Astrea smiled at him, smiled at everyone she saw as she walked back out of the hall, smiled until it hurt, smiled with fear because she didn’t feel free at all.
24
The coffee had barely even been an afterthought; Astrea’s head was whirring with case names and dates for her final-year exams, aching with the friction of them all, and the decision to recaffeinate before the interview for the clerkship was instinctive. She checked her makeup as she waited, bracing herself against the stream of blood that ran from her nose in the little round window of her compact. She heard a scream—a raw, dying sound that cut off too suddenly. No one around her reacted. Please! I said we surrend—
Astrea did her breathing exercises and let the memories play themselves out. She smoothed composure on over her face like her Bobbi Brown setting powder. The residue was always most unsettling when she was stressed, but she’d had five years of practice at swallowing her reactions.

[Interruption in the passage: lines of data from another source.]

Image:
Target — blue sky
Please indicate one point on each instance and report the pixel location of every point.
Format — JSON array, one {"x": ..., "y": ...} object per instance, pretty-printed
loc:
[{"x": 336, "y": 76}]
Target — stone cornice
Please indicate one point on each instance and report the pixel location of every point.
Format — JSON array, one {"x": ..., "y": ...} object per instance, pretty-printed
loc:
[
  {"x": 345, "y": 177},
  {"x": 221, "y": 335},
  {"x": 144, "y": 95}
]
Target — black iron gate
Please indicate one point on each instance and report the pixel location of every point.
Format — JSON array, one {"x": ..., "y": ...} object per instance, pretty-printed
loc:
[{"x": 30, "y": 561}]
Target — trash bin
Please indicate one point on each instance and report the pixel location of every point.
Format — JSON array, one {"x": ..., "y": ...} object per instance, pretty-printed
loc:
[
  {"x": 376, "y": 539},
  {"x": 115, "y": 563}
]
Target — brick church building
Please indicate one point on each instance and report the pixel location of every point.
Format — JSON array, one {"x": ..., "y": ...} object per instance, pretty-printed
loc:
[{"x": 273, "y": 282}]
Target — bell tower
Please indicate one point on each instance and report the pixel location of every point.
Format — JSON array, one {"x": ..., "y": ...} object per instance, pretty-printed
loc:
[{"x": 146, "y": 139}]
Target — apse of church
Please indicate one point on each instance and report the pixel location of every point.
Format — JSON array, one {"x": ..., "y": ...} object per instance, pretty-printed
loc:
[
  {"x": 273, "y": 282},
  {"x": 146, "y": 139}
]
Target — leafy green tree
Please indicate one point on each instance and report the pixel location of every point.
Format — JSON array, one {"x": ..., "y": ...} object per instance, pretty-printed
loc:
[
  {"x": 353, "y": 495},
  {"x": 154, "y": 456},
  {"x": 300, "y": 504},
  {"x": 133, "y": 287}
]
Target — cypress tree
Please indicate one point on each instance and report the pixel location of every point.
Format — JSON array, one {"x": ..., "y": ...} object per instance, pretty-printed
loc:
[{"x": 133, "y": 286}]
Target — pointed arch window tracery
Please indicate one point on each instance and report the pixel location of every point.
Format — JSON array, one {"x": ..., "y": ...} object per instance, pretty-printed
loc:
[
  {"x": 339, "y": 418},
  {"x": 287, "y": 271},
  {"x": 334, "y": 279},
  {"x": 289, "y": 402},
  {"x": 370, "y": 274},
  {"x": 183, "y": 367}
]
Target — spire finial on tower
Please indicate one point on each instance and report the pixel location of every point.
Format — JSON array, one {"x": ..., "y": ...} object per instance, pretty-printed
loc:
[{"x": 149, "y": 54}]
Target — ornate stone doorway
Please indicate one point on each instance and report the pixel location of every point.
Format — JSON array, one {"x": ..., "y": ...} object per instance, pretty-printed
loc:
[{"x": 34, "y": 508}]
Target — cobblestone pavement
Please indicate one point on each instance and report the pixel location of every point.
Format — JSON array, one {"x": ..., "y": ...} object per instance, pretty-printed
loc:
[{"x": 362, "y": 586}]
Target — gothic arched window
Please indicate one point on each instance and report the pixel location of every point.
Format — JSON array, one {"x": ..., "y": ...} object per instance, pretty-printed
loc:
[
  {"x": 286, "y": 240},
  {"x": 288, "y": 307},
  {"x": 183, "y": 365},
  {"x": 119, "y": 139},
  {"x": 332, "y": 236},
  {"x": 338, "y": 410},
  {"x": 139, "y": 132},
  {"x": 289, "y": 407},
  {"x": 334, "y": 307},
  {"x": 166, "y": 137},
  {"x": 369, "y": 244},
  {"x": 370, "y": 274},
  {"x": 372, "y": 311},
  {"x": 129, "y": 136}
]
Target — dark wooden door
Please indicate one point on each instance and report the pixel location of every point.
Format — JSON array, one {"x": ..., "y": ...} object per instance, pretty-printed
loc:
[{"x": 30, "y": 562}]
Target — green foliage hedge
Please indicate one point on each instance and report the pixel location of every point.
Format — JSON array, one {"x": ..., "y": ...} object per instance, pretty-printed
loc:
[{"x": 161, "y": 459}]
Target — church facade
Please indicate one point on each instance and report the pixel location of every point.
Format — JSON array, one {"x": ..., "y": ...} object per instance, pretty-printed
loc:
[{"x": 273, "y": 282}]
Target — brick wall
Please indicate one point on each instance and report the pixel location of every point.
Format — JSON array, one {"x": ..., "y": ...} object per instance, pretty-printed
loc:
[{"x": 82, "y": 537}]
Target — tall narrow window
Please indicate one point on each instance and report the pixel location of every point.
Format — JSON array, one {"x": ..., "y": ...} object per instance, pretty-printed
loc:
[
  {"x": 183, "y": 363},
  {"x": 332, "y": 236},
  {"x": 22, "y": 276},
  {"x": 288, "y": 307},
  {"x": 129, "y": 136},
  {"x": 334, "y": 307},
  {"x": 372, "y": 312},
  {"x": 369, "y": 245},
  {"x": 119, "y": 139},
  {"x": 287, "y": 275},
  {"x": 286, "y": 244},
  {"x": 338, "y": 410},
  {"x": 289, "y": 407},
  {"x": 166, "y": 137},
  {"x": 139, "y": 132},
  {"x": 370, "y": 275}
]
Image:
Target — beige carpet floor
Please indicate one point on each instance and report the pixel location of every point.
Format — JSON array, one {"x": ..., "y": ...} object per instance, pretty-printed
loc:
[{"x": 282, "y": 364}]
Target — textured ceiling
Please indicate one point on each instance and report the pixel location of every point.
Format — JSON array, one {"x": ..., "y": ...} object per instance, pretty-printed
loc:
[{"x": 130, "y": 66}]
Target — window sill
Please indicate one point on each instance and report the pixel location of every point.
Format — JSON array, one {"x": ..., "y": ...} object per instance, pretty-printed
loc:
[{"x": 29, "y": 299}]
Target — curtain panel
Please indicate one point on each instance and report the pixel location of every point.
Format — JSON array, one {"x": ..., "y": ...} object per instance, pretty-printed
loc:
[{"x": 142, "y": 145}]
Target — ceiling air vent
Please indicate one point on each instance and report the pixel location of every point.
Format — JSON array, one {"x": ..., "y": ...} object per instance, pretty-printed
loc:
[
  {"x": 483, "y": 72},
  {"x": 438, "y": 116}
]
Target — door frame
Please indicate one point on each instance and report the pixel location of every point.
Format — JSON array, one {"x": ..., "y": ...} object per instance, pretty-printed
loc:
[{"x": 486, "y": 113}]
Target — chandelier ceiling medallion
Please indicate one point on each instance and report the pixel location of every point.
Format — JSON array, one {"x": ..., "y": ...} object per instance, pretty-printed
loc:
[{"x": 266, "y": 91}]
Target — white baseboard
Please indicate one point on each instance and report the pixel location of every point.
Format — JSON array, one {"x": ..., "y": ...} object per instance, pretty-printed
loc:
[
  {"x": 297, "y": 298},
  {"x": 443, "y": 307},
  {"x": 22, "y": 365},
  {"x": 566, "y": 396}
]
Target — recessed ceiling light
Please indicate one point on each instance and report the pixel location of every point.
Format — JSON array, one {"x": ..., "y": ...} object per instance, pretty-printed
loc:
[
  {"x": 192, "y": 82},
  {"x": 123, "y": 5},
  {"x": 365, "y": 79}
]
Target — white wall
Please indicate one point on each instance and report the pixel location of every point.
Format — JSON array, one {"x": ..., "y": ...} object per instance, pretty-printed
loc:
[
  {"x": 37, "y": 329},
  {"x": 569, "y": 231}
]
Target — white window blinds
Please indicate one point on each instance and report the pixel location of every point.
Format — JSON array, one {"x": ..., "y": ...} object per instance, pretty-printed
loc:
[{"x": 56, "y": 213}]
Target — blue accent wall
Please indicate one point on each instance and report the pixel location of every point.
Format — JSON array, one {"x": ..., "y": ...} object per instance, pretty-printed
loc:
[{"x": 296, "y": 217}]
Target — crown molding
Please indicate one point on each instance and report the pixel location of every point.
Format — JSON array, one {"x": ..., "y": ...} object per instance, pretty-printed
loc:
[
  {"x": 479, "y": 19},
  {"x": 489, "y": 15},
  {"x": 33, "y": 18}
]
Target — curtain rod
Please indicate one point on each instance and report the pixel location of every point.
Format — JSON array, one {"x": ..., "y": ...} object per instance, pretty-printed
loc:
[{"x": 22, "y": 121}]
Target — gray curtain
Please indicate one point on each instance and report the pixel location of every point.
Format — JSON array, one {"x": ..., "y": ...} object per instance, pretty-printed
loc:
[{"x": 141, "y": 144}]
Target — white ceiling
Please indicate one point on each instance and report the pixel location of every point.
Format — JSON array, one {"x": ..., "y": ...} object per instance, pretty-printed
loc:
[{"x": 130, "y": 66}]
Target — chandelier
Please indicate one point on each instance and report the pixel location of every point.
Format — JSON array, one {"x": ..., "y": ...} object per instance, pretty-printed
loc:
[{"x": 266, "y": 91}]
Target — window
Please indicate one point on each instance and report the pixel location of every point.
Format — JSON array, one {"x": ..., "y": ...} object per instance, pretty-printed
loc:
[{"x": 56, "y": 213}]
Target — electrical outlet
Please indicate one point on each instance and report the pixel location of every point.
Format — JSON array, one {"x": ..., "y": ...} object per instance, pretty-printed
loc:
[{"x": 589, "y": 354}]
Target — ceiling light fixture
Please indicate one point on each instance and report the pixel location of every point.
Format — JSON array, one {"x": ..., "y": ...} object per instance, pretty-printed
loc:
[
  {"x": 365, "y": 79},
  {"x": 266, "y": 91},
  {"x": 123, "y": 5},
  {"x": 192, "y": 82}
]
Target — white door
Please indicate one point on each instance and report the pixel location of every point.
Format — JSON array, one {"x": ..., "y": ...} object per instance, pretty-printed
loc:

This interview had to go well. Justice Ellins had been a driving force behind the amendments that outlawed soul-searching, and Astrea had wanted nothing more than to work for him ever since she’d read his work in first-year Jurisprudence.
She promised herself that once the interview was over she’d squeeze in an extra yoga session at the gym.
‘A caramel latte?’ Ellins raised an eyebrow as she offered him one of the twin coffees in her hand. ‘That’s certainly not my regular order.’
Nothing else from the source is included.